Catania, a differenza di Palermo, è molto meno conosciuta nella letteratura accademica. È una città che rappresenta una serie di occasioni perse, abusata e resa invivibile da scelte prese da pochi individui facenti parte di quel partito trasversale formato da mafiosi, imprenditori e politici che lungo i decenni hanno malformato il tessuto urbano e culturale per il loro privato beneficio. Molto purtroppo è irrecuperabile, e tristemente non vedo nessun segnale di ripresa. Come diceva il Vice Presidente della Commissione Parlamentare Antimafia, Claudio Fava, nel suo libro ‘La Mafia comanda a Catania’ : “mentre a Palermo la mafia uccideva, a Catania governava”, e credo che, se per mafia non si intende il mero gangster che chiede il pizzo al piccolo commerciante, questa frase sia ancora una chiave di lettura validissima per comprendere la città e le sue ombre. Catania è aggressiva, sporca, violenta, disordinata, abbandonata, e soprattutto rassegnata a se stessa, come se avesse accettato per uno stupido fatalismo la sua condizione di città da terzo mondo. Tuttavia rimane sempre la città dove sono nato e in parte cresciuto e, anche se mi ha offerto pochissimo e mi ha quasi costretto ad andare via, rimane un luogo che amo tantissimo, sentimento che mi reca tanto dolore ogni volta che la vedo purtroppo peggiorata.

Cosa significa sviluppare un progetto simile a Londra, quali difficoltà incontri con gli stranieri e, invece, quali vantaggi ritieni possano avere?

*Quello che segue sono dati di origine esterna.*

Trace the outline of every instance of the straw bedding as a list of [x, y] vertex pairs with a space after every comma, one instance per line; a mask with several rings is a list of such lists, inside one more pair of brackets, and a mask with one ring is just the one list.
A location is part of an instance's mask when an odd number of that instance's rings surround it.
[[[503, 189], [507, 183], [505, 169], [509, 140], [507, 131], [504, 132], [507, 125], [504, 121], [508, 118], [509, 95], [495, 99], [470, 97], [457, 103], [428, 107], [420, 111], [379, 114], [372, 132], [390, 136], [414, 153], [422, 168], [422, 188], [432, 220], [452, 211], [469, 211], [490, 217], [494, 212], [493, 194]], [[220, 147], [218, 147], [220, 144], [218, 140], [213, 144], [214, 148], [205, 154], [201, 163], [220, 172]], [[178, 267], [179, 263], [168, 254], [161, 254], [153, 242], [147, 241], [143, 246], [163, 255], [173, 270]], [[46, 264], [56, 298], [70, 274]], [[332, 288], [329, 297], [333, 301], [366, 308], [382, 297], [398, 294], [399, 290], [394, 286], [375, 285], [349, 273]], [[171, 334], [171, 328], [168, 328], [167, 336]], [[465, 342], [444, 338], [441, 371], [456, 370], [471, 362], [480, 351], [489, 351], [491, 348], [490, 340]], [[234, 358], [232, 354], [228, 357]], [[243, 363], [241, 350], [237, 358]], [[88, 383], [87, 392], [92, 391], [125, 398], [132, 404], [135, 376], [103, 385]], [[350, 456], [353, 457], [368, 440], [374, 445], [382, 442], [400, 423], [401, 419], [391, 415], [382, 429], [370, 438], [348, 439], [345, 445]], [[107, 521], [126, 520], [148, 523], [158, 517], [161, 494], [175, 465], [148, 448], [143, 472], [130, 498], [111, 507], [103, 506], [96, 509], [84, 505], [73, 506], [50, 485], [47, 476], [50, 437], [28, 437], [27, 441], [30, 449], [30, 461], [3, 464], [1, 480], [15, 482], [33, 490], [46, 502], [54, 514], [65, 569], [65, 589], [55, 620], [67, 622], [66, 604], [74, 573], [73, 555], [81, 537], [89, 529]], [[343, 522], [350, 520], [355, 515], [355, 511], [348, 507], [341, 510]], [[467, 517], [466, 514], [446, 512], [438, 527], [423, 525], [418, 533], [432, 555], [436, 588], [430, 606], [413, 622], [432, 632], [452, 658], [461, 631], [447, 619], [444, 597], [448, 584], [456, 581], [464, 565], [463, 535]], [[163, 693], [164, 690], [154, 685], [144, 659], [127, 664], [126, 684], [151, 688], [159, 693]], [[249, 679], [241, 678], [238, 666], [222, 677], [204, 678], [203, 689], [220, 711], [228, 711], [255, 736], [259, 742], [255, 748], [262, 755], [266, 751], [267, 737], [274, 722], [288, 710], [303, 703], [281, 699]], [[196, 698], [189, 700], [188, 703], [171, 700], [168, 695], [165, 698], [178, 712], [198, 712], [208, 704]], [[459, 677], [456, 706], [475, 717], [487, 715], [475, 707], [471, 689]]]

Dal 2012 tengo un corso su Mafia e Anti-Mafia presso il College Babilonia School di Taormina per laureandi di diverse università Americane. Il prossimo mese terrò 5 lezioni presso la Auburn University in Alabama. Le maggiori difficoltà che incontro con gli stranieri (e che penso incontrerei tristemente anche con gli italiani) sono quelle di far comprendere come la Mafia non sia solo ciò che i media tendono a descrivere, ovvero un fenomeno criminale violento, fatto di padrini e coppole; ma come invece non si possa prescindere dall’arena politica e da quella economica se si vuole veramente comprendere un fenomeno che penso rappresenti la più grossa minaccia alla nostra democrazia. Se di pregi si può parlare, forse gli stranieri sono meno sottomessi, rispetto agli italiani, a quegli inganni culturali che dipingono la Mafia esclusivamente con le facce dei boss e con i cadaveri per strada. Quindi è più facile far comprendere la complessità del fenomeno a cittadini di altre nazioni.